Police armed with assault rifles raided the homes of Russia’s top protest leaders yesterday in a show of force on the eve of a mass Moscow rally against Russian President Vladimir Putin’s rule.
The coordinated security sweep in the early hours of a public holiday targeted the homes of a new brand of young Russian politicians who analysts believe represent the biggest threat to ex-KGB spy Putin’s 12-year rule.
Officers beat down the doors of the increasingly popular anti-corruption blogger Alexei Navalny as well as media celebrity and more recent Putin critic Ksenya Sobchak.
Others on the list included Sergei Udaltsov — an outspoken ultra-leftist who stages periodic hunger strikes to protest his repeated arrests — and the far more moderate democracy campaigner Ilya Yashin.
Russia’s powerful Investigative Committee said 10 raids were being conducted in all as part of a probe over a previous demonstration “that ended in mass disturbances.”
A so-called “March of Millions” that drew 20,000 people in Moscow on May 6 ended in the arrest of hundreds after bloody clashes broke out between protesters and police on the eve of Putin’s inauguration to a third term.
Navalny and the nine others face up 10 years in prison if they are charged and convicted of organizing mass disturbances.

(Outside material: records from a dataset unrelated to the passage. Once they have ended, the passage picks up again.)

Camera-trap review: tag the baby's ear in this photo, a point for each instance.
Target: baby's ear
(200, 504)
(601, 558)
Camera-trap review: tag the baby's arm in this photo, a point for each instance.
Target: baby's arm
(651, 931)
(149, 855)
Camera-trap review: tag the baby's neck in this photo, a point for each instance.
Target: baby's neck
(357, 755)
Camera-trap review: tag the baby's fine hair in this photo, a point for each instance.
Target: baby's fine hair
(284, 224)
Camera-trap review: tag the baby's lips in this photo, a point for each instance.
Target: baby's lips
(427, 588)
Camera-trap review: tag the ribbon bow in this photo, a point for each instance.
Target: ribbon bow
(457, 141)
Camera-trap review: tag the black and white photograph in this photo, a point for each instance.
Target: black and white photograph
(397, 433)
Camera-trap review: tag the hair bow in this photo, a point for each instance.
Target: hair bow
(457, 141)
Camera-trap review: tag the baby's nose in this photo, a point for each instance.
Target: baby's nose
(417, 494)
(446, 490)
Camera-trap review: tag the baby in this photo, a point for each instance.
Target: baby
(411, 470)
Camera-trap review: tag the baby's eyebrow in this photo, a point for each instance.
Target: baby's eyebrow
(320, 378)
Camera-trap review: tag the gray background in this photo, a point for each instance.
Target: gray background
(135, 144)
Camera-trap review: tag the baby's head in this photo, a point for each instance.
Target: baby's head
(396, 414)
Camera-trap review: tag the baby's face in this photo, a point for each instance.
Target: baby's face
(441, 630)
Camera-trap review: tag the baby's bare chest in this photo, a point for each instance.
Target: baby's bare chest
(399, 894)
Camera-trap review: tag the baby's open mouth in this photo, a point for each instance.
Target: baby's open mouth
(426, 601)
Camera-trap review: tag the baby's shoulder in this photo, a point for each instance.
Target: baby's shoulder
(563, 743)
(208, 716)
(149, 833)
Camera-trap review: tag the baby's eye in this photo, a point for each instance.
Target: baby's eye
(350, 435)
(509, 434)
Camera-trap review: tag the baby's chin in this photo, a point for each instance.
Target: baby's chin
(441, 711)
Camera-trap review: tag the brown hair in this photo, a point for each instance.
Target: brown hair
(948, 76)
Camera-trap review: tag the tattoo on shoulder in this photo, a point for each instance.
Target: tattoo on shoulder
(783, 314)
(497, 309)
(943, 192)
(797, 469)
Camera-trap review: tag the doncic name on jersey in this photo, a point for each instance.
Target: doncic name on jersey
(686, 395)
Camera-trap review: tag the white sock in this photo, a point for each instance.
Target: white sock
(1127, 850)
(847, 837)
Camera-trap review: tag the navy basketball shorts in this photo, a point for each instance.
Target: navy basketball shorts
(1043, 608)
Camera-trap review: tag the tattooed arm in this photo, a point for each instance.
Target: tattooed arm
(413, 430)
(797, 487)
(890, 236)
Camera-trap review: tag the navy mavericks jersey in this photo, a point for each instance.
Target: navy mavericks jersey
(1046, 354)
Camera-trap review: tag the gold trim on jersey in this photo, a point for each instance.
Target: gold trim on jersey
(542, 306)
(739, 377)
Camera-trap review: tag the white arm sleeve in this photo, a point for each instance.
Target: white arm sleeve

The protest movement blames police for the violence and calls the charges political.
The May 6 unrest sparked a stiff response from the Kremlin that saw Putin on Friday sign into law legislation dramatically raising fines for those who break the already restrictive laws on organizing and holding rallies.
The highest penalty for individuals has been raised to 300,000 rubles (US$9,000) — higher than for any other administrative offense and almost equivalent to Russians’ average annual salary.
Rights activists said Russia’s security agencies were trying to intimidate the nascent movement and prevent mass attendance to avoid embarrassing Putin just a month into his third term.
City authorities have authorized up to 50,000 people to take part in a demonstration and subsequent rally today at the site of a December protest against that month’s fraud-tainted parliamentary polls.
“They are trying to disrupt the ‘March of Millions’ and make sure fewer people come,” human rights campaign Lev Ponomaryov told Interfax.
He said that the raids and stiff new penalties would only energize the protest movement and give it the urgency it appeared to be losing after Putin’s dominant win in March 4 presidential elections.
Police had in previous days detained 12 people in connection with last month’s march.
The protest leaders’ representatives said the raids were unexpected and similar to those conducted in far more serious cases involving grave crimes.
Navalny’s attorney Olga Mikhailova told Moscow Echo radio that “around 15 policemen burst” into his Moscow apartment yesterday morning and presented him with a search warrant.
“Initially, they tried to break down the door,” she said.
The radio station’s deputy editor reported from Sobchak’s apartment building that armed police officers were stationed at the entrance and preventing others from getting in.
Udaltsov said he had been ordered to appear for questioning today only an hour before the new demonstration was due to begin.
“They want to keep me from taking part,” Udaltsov told Interfax.